India and the European Union on Tuesday confirmed that they have wrapped up negotiations on the long-pending free trade agreement, widely described as the “mother of all deals.” The announcement was made in New Delhi at a joint press conference attended by Prime Minister Narendra Modi, European Commission President Ursula von der Leyen, and European Council President António Luís Santos da Costa.
Addressing the media, PM Modi said closer India–EU collaboration would add stability at a time of global uncertainty. The EU leaders also lauded India’s warmth and cultural diversity, recalling their experience as chief guests at the Republic Day celebrations.
Here are the top takeaways from the India-EU summit
- Both countries signed the landmark India-EU free trade agreement (FTA), hailed as a milestone in the India-EU strategic partnership aimed at enhancing bilateral trade and investment ties significantly, driving shared prosperity, strengthening resilient and diversified supply chains, and supporting sustainable and inclusive growth.
- PM Modi and EU Commission President Ursula von der Leyen also adopted — Towards 2030: India-EU Joint Comprehensive Strategic Agenda — to elevate the strategic cooperation between both countries.
- The two sides will also strengthen collaboration on emerging technologies, innovation, and research, including by creating EU-India Innovation Hubs and launching an EU-India Startup Partnership.
- The strategic agenda eyes progress in critical areas such as prosperity and sustainability, technology and innovation, security and defence, connectivity and global challenges, as well as enabling factors such as skills, mobility, business and people‑to‑people ties.
- The India-EU Security and Defence Partnership was also signed. The overarching framework aims at deepening ties in the realms of maritime security, defence industry and technology, cyber and hybrid threats, space, and counter‑terrorism, among others.
- Both sides also began negotiations on the Security of Information Agreement that would facilitate the exchange of classified information and make way for a stronger cooperation in areas related to security and defence.
- Apart from this, the Indian and European officials have been tasked to complete negotiations on an Investment Protection Agreement (IPA) and on an Agreement on Geographical Indications (GIs).
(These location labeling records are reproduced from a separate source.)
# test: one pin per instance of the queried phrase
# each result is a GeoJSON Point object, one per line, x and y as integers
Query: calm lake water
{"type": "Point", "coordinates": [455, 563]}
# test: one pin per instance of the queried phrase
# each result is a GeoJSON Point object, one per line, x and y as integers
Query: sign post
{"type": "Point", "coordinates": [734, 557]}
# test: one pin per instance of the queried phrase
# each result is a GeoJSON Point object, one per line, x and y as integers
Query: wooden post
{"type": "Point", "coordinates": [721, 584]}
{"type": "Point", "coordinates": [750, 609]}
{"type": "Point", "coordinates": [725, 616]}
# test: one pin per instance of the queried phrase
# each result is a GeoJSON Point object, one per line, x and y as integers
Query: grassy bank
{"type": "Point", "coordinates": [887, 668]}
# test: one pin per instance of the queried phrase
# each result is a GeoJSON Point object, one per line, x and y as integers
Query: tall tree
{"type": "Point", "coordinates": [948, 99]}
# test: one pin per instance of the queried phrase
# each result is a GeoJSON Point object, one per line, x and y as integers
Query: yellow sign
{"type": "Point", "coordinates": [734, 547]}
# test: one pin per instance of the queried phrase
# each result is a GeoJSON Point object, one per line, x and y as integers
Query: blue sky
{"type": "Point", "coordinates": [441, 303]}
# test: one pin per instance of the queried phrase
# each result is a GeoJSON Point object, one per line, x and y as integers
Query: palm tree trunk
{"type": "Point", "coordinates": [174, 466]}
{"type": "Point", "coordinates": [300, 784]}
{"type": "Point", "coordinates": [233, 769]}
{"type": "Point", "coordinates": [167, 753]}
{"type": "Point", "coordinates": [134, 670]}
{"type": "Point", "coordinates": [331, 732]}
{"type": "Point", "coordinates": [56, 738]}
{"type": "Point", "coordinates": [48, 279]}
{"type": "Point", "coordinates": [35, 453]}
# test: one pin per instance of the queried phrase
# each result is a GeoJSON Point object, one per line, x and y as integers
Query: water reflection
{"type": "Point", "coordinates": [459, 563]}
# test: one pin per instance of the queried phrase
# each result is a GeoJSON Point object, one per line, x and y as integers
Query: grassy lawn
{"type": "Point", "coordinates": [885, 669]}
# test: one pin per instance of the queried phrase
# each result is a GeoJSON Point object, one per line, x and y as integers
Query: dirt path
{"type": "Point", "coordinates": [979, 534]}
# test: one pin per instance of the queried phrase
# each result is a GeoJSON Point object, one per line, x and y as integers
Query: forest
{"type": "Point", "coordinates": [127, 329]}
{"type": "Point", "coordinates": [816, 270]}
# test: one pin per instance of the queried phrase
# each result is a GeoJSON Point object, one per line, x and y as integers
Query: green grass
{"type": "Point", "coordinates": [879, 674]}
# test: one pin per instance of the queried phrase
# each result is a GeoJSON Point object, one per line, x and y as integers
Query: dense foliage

- India and the EU said they have complementary strengths in technology and will deepen cooperation across the entire value chain, from research and innovation to market deployment. They reaffirmed the India-EU Trade and Technology Council (TTC) as the cornerstone of their technology partnership to address trade, technology and economic security challenges.
- Both sides will expand cooperation on digital public infrastructure, interoperable standards, and emerging technologies such as semiconductors, artificial intelligence, quantum computing and 6G, while also strengthening clean-tech collaboration.
- They will step up discussions on economic and research security, including supply-chain resilience and protection of sensitive technologies. The next TTC ministerial meeting will be held in Brussels in 2026, alongside deeper business engagement.
- The leaders also focused on the importance of an effective multilateral system, with the United Nations at its core. They underlined the importance of comprehensive reform of the UN Security Council to make it more representative, inclusive, transparent, efficient, effective, democratic, accountable and reflective of contemporary geopolitical realities.
- They further emphasised the role of the World Trade Organisation in the multilateral trading system and global trade governance, underlining that meaningful, necessary and comprehensive reform of the WTO is essential to improve its functions so that it is better suited to advance all Members' objectives.